Design Engineering
Showcase

The Craft Club

Student
Aisha Hussain
Course
Design Engineering MEng
Supervisor
Dr Sam Cooper
Theme
Breaking Barriers

The Craft Club is a design intervention that supports young children’s engagement with electronics and computing. Learning through storytelling and play is core to the experience, which is embodied in an interactive booklet that takes a child through hands-on crafting activities that merge the creative and technical dimensions. The physical creations are accompanied by a vibrant online community, which seeks to encourage a sustained and collaborative learning environment.

How and with what impact can a design intervention increase children’s engagement with computer science?

Over the last few years there has been a surge in the number of robotics kits, coding applications, and engineering themed toys for young children. However, computer programming is still viewed as a narrow, technical activity, appropriate for only a specific segment of the population. To foster inclusivity to the diverse interests of young people, there needs to be a shift in how people interact with the field, to ways that are more tinkerable, meaningful and social.

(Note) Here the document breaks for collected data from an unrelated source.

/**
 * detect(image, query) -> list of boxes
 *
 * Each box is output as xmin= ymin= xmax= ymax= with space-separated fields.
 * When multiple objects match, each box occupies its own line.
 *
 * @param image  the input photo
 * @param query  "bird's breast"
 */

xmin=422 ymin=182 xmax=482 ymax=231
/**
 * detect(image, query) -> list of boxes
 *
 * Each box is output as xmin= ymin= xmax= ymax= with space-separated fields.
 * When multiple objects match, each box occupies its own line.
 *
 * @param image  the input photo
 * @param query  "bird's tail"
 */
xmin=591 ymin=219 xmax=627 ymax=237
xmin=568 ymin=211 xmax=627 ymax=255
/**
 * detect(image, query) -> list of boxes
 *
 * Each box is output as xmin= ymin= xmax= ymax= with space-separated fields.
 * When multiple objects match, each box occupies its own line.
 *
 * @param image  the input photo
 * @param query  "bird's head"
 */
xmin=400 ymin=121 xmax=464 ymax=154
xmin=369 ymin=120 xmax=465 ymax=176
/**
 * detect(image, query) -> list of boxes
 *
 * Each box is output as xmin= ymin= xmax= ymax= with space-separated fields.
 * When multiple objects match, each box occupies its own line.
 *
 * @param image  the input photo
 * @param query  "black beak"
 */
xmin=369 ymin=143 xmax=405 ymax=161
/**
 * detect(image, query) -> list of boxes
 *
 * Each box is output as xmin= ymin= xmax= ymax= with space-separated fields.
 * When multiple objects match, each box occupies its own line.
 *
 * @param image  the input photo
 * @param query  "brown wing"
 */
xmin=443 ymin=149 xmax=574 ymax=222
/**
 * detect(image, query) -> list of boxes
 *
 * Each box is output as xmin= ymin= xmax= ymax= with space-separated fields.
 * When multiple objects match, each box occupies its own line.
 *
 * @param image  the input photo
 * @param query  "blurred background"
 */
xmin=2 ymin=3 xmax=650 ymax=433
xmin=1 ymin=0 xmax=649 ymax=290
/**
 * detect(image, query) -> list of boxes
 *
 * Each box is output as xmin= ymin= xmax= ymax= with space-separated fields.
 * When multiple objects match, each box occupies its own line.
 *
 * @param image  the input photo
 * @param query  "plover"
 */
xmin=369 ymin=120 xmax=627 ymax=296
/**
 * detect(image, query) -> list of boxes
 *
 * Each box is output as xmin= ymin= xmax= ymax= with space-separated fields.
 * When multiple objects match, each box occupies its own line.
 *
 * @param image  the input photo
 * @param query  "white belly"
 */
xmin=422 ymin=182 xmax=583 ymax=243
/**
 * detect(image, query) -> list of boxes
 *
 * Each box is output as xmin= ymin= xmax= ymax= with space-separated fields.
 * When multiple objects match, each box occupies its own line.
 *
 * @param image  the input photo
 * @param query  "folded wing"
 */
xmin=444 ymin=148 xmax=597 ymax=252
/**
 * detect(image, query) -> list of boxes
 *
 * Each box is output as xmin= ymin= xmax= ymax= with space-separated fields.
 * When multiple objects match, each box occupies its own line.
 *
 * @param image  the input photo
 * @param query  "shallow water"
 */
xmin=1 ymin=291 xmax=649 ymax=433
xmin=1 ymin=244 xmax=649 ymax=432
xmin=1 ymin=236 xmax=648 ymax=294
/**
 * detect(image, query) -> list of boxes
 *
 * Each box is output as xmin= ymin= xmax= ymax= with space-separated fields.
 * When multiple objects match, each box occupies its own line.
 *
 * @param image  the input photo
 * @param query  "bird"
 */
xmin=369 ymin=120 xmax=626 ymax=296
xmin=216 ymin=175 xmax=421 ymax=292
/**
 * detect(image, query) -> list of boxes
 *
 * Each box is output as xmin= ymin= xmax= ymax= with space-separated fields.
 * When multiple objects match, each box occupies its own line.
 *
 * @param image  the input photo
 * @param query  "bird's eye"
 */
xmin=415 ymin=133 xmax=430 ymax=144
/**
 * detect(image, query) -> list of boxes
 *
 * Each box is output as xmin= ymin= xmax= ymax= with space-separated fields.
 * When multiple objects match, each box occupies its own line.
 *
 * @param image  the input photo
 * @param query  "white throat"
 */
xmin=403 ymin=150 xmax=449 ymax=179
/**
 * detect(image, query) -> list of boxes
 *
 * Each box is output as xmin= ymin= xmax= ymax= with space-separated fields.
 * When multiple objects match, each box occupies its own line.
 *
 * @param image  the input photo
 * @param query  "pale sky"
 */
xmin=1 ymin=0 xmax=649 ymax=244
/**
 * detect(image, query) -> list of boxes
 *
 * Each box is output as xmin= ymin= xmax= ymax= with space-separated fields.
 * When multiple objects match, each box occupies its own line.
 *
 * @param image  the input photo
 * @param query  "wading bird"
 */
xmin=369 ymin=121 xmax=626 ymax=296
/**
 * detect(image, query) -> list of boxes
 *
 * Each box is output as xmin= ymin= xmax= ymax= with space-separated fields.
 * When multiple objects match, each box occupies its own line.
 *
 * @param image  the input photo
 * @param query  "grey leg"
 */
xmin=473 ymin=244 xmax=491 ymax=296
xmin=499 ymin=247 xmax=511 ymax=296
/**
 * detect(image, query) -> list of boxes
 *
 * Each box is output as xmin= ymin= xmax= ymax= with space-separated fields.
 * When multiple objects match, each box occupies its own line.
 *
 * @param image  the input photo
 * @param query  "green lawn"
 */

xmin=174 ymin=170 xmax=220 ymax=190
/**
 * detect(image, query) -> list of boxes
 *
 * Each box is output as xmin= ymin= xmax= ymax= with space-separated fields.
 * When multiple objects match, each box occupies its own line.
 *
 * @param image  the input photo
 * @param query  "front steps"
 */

Design Engineering Process

Key stakeholders were involved throughout the development process in a qualitative research study, including teachers, parents, industry professionals and young children themselves. This helped develop an understanding of successful teaching techniques and common barriers to accessibility, indicating that:

  • Stigma and disassociation with the computer science field stems from a young age, impacting certain demographics and communities more than others.
  • Playful learning and storytelling techniques are powerful tools in children’s early development and education.
  • Physical, tangible methods are more engaging than digital or software components alone.
  • Peer-based learning and collaboration boosts engagement.
 — The Craft Club
An origami creation in the paper electronics chapter.

Concept Development

The development process involved the creation of a toolkit that fuses the creative and technical dimensions, aiming to diversify the pathways into programming for young children who may otherwise feel excluded or uninterested in the field. The resulting concept makes use of storytelling teaching techniques, mixed creative media forms, and most importantly, learning through play. The Craft Club consists of an interactive booklet that guides children aged 7-10 through creative electronics and coding activities, providing the components and materials needed, and accompanied by an online platform for shared learning.

 — The Craft Club
Example of pages in the interactive booklet.

Outcomes and Validation

The success of the intervention was assessed through an in-depth user test, making use of observational and self-reported measures to evaluate the impacts both on children’s learning and engagement in the field. The results show that through interaction with the prototypes, there was not only an increase in electronics and technological knowledge, but also enhanced engagement due to the crafting activities and story-like format. Alongside physical testing, the online platform also proved promising in contributing to the shared learning community.

 — The Craft Club
A child's "sewable circuits" creation.

Next Steps

The development of The Craft Club highlighted areas for potential future research, which were impractical to pursue in the context of this study. Suggestions include:

  • How engagement with educational robotics shifts in different contexts and communities. The sample of this study was limited to one primary school and selected industry professionals.
  • The relative success of particular activities over others in children’s learning and engagement.
  • The impact of prolonged interactions with the design intervention on a child’s behaviour. The long-term effects of use remain undefined.
  • An exploration of the manufacture and marketing strategy. For example, whether to partner with schools or relevant electronics retailers.
 — The Craft Club
A child using the conductive paint to build a circuit.